Linear regressions of Eq. (9) obtained from the experimental results of the influence of lichen grain size in CV and RM adsorptions are presented in Figure 3.
Table 2 combines the Bohart-Adams, Thomas and Yoon-Nelson model parameters for studying the influence of lichen grain size on dye adsorption through the fixed-bed column.
The results recorded in Table 2 show that the fixed bed saturation concentration (N0) decreases with increasing lichen grain size. However, the Bohart-Adams Velocity Constant (kBA) increases with increasing lichen particle size.

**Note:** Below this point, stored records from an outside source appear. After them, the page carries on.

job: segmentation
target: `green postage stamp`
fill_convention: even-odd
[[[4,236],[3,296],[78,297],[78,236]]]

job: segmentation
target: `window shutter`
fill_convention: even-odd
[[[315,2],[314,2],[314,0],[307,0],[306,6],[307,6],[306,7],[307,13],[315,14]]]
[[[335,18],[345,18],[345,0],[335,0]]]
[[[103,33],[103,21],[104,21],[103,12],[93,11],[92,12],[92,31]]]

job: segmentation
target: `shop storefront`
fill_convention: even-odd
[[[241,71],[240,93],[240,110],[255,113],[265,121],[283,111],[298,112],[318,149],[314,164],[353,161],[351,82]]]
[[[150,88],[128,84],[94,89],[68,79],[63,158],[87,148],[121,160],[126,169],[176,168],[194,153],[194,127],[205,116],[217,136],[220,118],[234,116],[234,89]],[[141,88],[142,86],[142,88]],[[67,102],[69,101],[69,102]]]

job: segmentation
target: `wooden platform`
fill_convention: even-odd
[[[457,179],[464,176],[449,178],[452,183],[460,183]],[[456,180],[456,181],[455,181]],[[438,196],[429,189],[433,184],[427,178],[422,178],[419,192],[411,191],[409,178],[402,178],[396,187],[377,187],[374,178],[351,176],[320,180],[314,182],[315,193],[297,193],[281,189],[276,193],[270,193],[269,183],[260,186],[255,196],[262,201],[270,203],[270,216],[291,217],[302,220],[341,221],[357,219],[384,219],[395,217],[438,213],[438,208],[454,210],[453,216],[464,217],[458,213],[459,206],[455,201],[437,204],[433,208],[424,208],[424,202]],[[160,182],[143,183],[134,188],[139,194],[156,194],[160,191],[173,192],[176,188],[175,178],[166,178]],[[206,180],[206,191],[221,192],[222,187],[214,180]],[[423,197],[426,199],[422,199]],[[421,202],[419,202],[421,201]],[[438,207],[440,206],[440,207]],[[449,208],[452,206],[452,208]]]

For grain size [125-250 µm], N0 increased from 4331.95 to 2975.08 L/(mg.min) for CV and from 2733.78 to 2111.62 mg/L for MR. The high values of the Bohart-Adams constant (kBA) in the same grain size inerval are 71*10-4 L/(mg.min) for CV and 12*10-4 L/(mg.min) with MR. The Bohart-Adams model is therefore perfectly described with small lichen grain sizes.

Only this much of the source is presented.